Most dog owners say that there's something special about the mutual understanding and empathy that exists between humans and dogs. Though most animal behaviorists agree that it is a mistake to anthropomorphize dogs, these same behaviorists disagree about a dog’s actual motivations, and their ability to experience emotion as we understand it. The question “is it love, or self-serving survival instinct that causes a dog to behave towards humans with apparent loyalty and devotion?” continues to be asked. The debate has raged for centuries, and is likely to continue:
Did Lassie really love Timmy? Or was she only saving him from disaster, time and again, so that he would reward her later with a tasty morsel from the dinner table?
Scientists, veterinarians and dog owners have long questioned the relationship between man and his best friend. Even philosophers have ventured opinions on the idea: Plato described dogs as "lovers of learning" and Voltaire refuted Descartes' theory that dogs were merely unintelligent machines. (Etter)
This relationship, like all relationships, has its advantages and drawbacks. Not all dogs are suited as partners for particular individuals. Not all dogs are suited for the tasks assigned to them. And, despite our heritage as socially related species, not every person is suited to be the guardian of a dog.
Those of us who love dogs, and choose to share our lives with them, must face the unfortunate fact that a dog’s life span is shorter than a human’s. Loss is an inevitable part of the human-dog relationship. If we find the companionship of a dog, for whatever reason, necessary to the quality of our life, we may face this loss multiple times. Those of us who choose dogs as service partners must prepare, not only emotionally, but practically, for this loss.

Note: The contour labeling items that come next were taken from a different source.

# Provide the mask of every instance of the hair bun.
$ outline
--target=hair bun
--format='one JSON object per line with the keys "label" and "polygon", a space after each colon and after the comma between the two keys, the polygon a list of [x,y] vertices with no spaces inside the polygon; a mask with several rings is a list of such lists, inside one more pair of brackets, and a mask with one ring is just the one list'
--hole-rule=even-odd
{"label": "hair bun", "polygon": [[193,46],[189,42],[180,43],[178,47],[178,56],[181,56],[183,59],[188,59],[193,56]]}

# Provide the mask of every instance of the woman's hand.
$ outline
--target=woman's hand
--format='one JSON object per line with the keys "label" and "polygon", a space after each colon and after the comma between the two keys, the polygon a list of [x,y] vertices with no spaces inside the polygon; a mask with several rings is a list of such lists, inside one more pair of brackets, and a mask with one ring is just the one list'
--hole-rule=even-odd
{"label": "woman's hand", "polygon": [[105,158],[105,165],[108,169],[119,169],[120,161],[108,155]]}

When the service tasks a dog performs are necessary for us to live our lives fully, then we must always be looking forward to the end of the dog’s ability to work, and the need to begin training a new dog. The emotional bond coupled with the dependence we experience makes this a particularly complex aspect of our relationships to our service dogs. For this reason, some people choose longer-lived species as service animals (such as the miniature horse) and others choose to find alternatives to having a service animal at all, even when it limits their functioning in life. Choosing to take responsibility for any animal companion must be done thoughtfully.